As you know, a SAS Data Step processes the input data row by row. This is great to calculate the average of a row and might seem less useful to calculate the average of a column. However, it is still possible and provides an extra advantage compared to the previous methods.
As a SAS Data Step processes the dataset in the SET statement row by row, it is necessary to know the sum of the previous rows and the number of rows to calculate the column average. Using the RETAIN keyword you can add the value of the current row to the sum of all previous rows. This way, SAS will create a dataset with a new column that contains the cumulative sum.
With the cumulative sum and the special variable _N_, we can calculate the cumulative average of each row. The variable _N_ contains the row number of the row that SAS is currently processing.
With the code below we create a new, temporary dataset that contains two new columns:
- Sum_MyColumn with the cumulative sum.
- Avg_MyColumn with the cumulative average.
data work.avg_my_data_tmp; set work.my_data; retain Sum_MyColumn; Sum_MyColumn = sum(Sum_MyColumn, MyColumn); Avg_MyColumn = Sum_MyColumn / _N_; run;
If you are only interested in the total average of the column, you need to select the last row. You can do this with the END=-option and the IF statement.
data work.avg_my_data; set work.avg_my_data_tmp end=last_obs; if last_obs then output; run;
If you want to know more about the END=-option and how to select specific rows from a SAS dataset, we highly recommend this article.
In this article, we’ve discussed 5 methods to calculate the mean of a column in SAS. Each method has its own use case. The table below provides an overview of the 5 methods, their advantages, and their disadvantages.
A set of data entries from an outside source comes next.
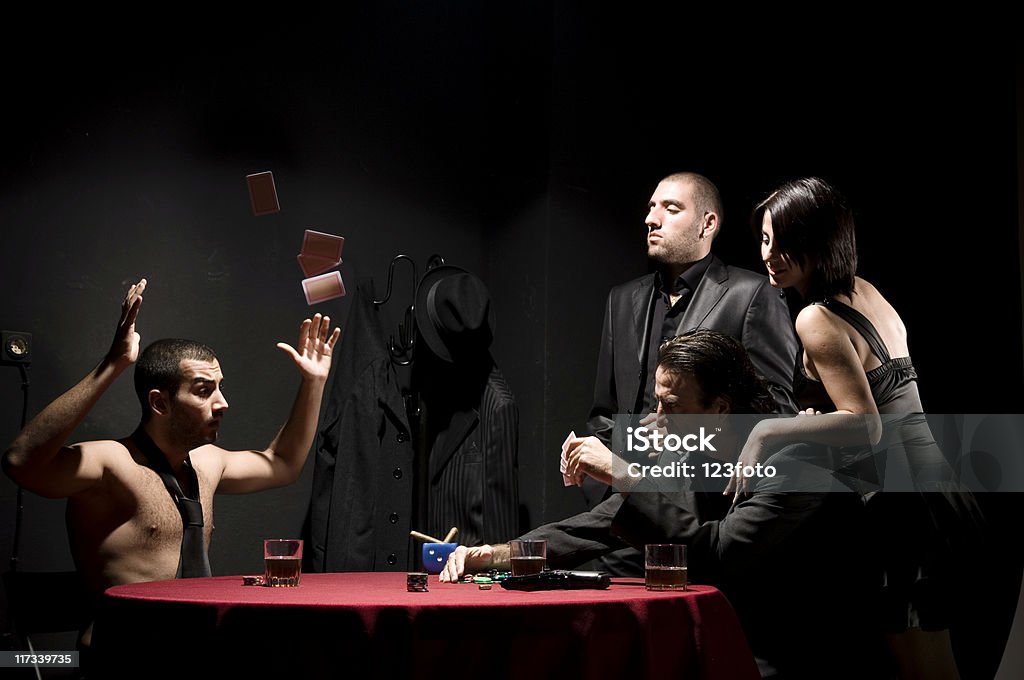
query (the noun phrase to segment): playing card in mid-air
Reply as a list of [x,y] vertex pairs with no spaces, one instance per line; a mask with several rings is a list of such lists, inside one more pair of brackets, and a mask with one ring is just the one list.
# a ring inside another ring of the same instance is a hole
[[345,294],[345,284],[341,280],[341,272],[333,271],[302,280],[302,292],[306,295],[306,304],[315,305]]
[[322,274],[341,264],[345,237],[307,229],[302,235],[302,250],[297,256],[302,273],[307,277]]
[[306,233],[302,236],[302,250],[299,252],[303,255],[331,260],[337,264],[341,262],[341,250],[344,247],[344,236],[335,236],[334,234],[325,234],[322,231],[307,229]]
[[302,274],[307,278],[323,274],[328,269],[334,269],[341,264],[338,260],[329,260],[325,257],[317,257],[316,255],[296,255],[295,259],[299,261]]
[[277,201],[277,188],[274,186],[274,173],[269,170],[246,175],[245,181],[249,185],[249,202],[252,204],[252,214],[269,215],[281,209]]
|PROC SQL||Low||Quick & Easy||Can’t create Results & Output table with same code|
|PROC MEANS||Medium||Creates Result & Output table by default||Output table contains 2 extra columns (_TYPE_ & _FREQ_)|
|PROC SUMMARY||Medium||Creates only Results table by default||Output table contains 2 extra columns (_TYPE_ & _FREQ_)|
|PROC UNIVARIATE||Medium||Many Statistics by default||Can be slow because of many extra stastics|
|DATA STEP||High||Also creates cumulative mean||Hard(er) to code|